Hearing restored in deaf mice
A team of scientists from the Lausanne Federal Institute of Technology (EPFL) and Harvard Medical School have used gene therapy to restore hearing in mice with genetic deafness. A therapy for humans could be as close as five years away.
The results of the study were published in the journal Science Translational Medicine on Wednesday and could pave the way for gene therapy in people with hearing loss caused by genetic mutations.
The researchers focused on a gene called TMC1 that helps convert mechanical sound waves entering the inner ear into electrical signals that talk to the brain. Mutation of the TMC1 gene results in weaker electrical signals in response to sounds.
Children with two mutant copies of the TMC1 gene suffer from severe hearing loss from around the age of two, while a single mutant copy causes deafness at around ten to 15 years.
As part of the gene therapy, a healthy TMC1 gene was inserted into an engineered virus which was then injected into the inner ear of mice that had TMC1-related genetic deafness.
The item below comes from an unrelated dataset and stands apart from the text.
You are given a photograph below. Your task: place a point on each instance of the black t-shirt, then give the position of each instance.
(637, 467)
Scientists found that this resulted in the sensory cells of the inner ear to respond to sound and produce electrical signals to communicate with the brain.
The deaf mice regained their ability to hear. Restoration of hearing was tested by placing the mice in a “startle box” and exposing them to abrupt sounds to see if they would jump.
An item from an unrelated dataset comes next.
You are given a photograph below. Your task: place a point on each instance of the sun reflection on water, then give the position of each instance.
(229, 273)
“Our gene therapy protocol is not yet ready for clinical trials – we need to tweak it a bit more – but in the not-too-distant future we think it could be developed for therapeutic use in humans,” said Jeffrey Holt of Harvard Medical School.
The Swiss part of the study was led by EPFL president Patrick Aebischer’s lab from the Brain Mind Institute and was mainly funded by the Bertarelli Foundation.
According to the Swiss Federation for the Deaf, around 10,000 people in Switzerland are completely deaf and up to 600,000 are hearing-impaired.